Temporal Interference
This article is the second of the Automated News Analysis series, regarding a particular problem I overlooked during my first try at news analysis. The subject of this article is taking a dataset of news and price history, and attempting to assign sentiment to the news articles for which we know the price development. The problem that we will explore in particular, is removing influences from other news articles near our target article in time.
So the general methodology behind analyzing a new corpus is that on our training data set, we know how the price performed after some news event. The hope is that we can use this information, and take into account similarity to future news stories, to somehow retrieve some information as to what the price will do in the future.

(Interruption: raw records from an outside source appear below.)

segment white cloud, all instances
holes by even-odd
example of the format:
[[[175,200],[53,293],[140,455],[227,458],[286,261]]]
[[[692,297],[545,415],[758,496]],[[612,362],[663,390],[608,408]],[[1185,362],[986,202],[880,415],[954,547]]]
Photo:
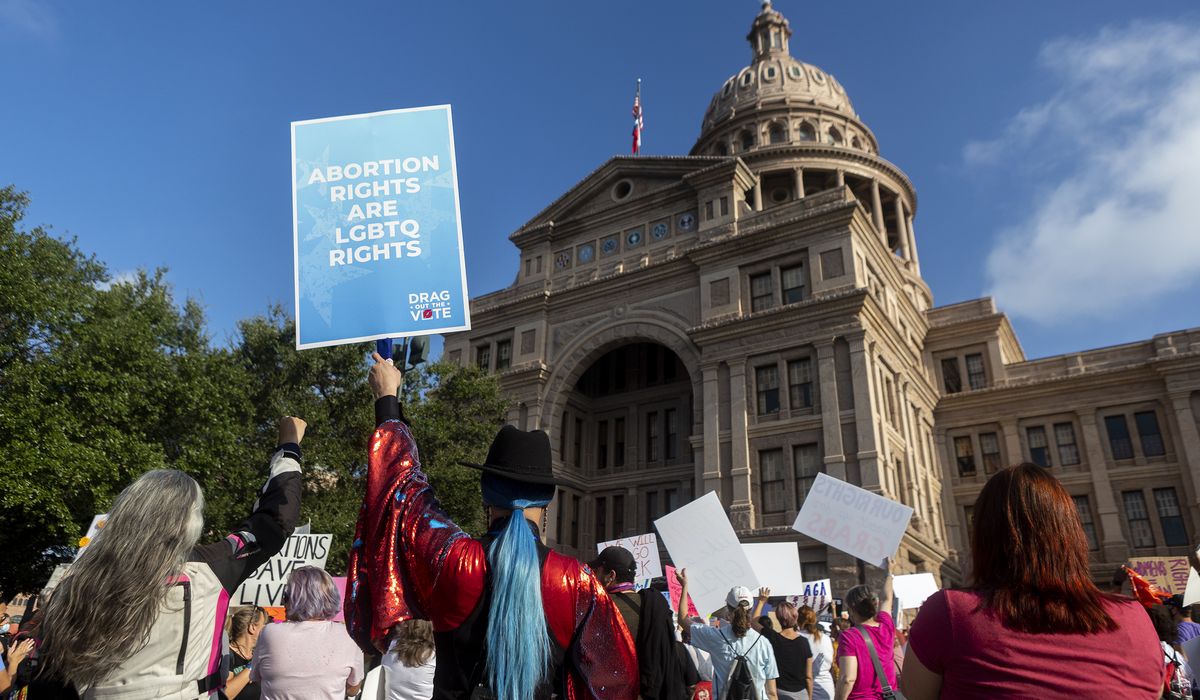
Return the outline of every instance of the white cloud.
[[[107,292],[118,284],[133,284],[138,280],[137,270],[122,270],[113,275],[110,275],[107,282],[97,282],[96,289],[102,292]]]
[[[35,39],[55,39],[58,18],[44,0],[0,0],[0,30]]]
[[[1028,216],[995,238],[988,293],[1052,323],[1111,317],[1200,280],[1200,27],[1059,39],[1040,62],[1056,93],[963,151],[968,166],[1044,178]]]

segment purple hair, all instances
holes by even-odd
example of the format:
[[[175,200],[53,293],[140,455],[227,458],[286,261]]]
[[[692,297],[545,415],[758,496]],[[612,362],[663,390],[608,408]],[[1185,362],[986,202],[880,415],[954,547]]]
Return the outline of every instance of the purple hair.
[[[283,595],[287,619],[291,622],[332,620],[342,609],[342,596],[333,584],[333,577],[315,566],[293,570]]]

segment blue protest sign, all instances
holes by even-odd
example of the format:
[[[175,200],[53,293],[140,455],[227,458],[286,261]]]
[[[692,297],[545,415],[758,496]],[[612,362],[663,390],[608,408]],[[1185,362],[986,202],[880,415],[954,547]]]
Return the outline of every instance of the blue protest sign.
[[[471,327],[450,106],[292,122],[296,347]]]

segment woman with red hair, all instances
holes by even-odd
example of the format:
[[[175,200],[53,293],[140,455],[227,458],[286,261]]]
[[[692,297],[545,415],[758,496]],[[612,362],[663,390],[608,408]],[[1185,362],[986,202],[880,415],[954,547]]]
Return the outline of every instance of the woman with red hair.
[[[901,690],[932,698],[1157,698],[1158,637],[1135,600],[1104,593],[1070,494],[1034,464],[975,501],[972,586],[921,606]]]

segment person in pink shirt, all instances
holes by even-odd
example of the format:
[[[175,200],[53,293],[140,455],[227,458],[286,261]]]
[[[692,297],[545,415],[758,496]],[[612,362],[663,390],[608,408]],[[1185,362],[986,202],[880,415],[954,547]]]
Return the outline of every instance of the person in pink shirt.
[[[883,683],[875,673],[875,661],[867,648],[868,635],[883,667],[887,686],[896,689],[896,664],[893,648],[896,644],[896,623],[885,612],[892,607],[892,573],[890,562],[884,562],[887,578],[883,596],[876,596],[869,586],[855,586],[846,591],[844,605],[850,613],[853,627],[842,632],[838,639],[837,700],[871,700],[883,697]]]
[[[1009,467],[983,487],[972,585],[921,606],[901,689],[934,698],[1158,698],[1163,660],[1141,604],[1101,591],[1075,502],[1050,472]]]

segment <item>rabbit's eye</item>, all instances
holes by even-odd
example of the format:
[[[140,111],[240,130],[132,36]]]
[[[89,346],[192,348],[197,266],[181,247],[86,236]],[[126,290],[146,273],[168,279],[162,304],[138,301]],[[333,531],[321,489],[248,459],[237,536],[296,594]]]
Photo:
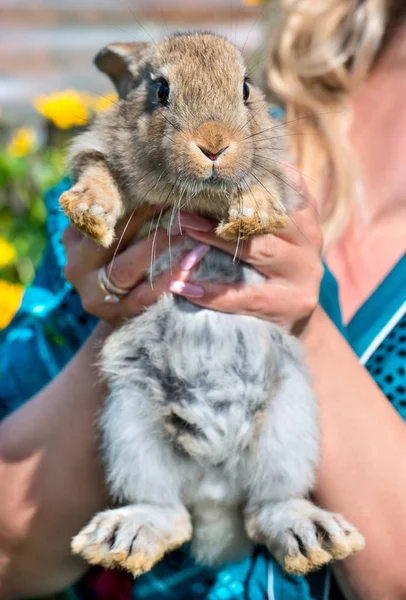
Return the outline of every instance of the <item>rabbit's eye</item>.
[[[156,90],[156,97],[158,102],[161,104],[168,104],[169,98],[169,83],[165,79],[161,79],[158,82],[158,87]]]
[[[243,87],[242,87],[242,97],[244,98],[244,102],[247,102],[250,97],[250,86],[248,85],[248,81],[244,79]]]

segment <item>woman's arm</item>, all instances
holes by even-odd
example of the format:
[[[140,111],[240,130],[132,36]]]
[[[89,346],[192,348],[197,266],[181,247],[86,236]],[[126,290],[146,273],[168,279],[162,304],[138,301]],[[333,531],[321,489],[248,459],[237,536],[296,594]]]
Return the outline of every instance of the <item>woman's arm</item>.
[[[303,335],[320,404],[316,498],[341,512],[366,548],[337,564],[349,598],[406,598],[406,425],[318,308]]]
[[[199,242],[235,253],[232,244],[207,231],[207,222],[189,216],[182,224]],[[404,600],[406,425],[317,306],[320,249],[309,205],[284,232],[240,250],[244,261],[267,276],[264,284],[173,282],[171,289],[199,306],[256,315],[301,334],[321,407],[317,500],[343,513],[366,538],[366,549],[338,567],[346,593],[359,600]]]
[[[105,303],[98,284],[98,270],[109,264],[115,247],[101,248],[72,228],[64,233],[68,278],[85,308],[111,324],[140,313],[168,289],[170,273],[153,288],[143,281],[152,251],[168,247],[165,231],[125,248],[151,216],[152,211],[140,211],[128,227],[126,222],[119,226],[121,251],[111,273],[109,266],[107,271],[115,285],[131,291],[118,304]],[[176,242],[172,237],[172,244]],[[183,276],[176,268],[173,273]],[[95,365],[109,331],[109,325],[98,325],[59,376],[0,423],[2,600],[58,591],[86,568],[71,556],[69,546],[73,535],[108,502],[96,431],[104,389]]]
[[[69,543],[107,495],[97,453],[99,325],[60,375],[0,424],[0,597],[62,589],[85,569]],[[27,373],[29,377],[29,373]]]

So from this, we are making an assumption, that the price move is in some way related to the content of the news article. Intuitively, we would agree that this is the case. If a company receives a piece of good news, it is likely that the price will go up. If it receives bad news, it is likely to go down. Obviously, the system is messier than this, but that is the basic assumption between this entire project.
We would like to know how a particular news article actually affects the price data on historical data. A human analyst might look at a news article in history, and reason using external domain knowledge about the company, and form an opinion of his own. At this juncture, we are not ready to consider external knowledge for computation, we merely want to find some purely mathematical model that can approximate the effect a news event has on the price data.
In the past, I had generally just worked under the assumption that a good enough approximation would be to ask how the price changed a certain period of time after the news article. In hindsight, I think this is a very naive approach. The problem, primarily, stems from two major sources of confound– temporal interference and spatial interference. Temporal interference refers to interference from news articles proximal in time to the target news article.
Imagine a corpus having several bad news articles followed immediately by one good news article. In general, we would expect the influence of these bad news articles to outweigh the influence of the good one, and thus we would see a downward price move. Would there be any reasonable way to tease apart these two influences, at least on some approximate level, to better determine the sentiment of a particular news article.
To attempt to find a solution to this problem, we will approach it entirely theoretically. We will first define some assumptions for generating test data sets, and attempt to find an algorithm that can effectively approximate the initial seeds to the problem. In order to do this, we will first use strong assumptions, and then loosen them to more accurately represent what we think might be the case in the real world.
Our assumptions will be as follows:
A) The influence of events is solely responsible for the movement of price.
B) An event affects the price in a linear fashion, according to its sentiment.
C) An event affects the price over some predetermined constant time frame.
This gives us a nice way of generating test data. The goal of using this test data would be to find an algorithm that looks at a corpus and teases out the influence of each event into some coherent model that matches the random seeds we used to generate the test data.
I have a few ideas in mind for how I will solve this problem, but for now I will get to work on generating some test data, and then report back on progress.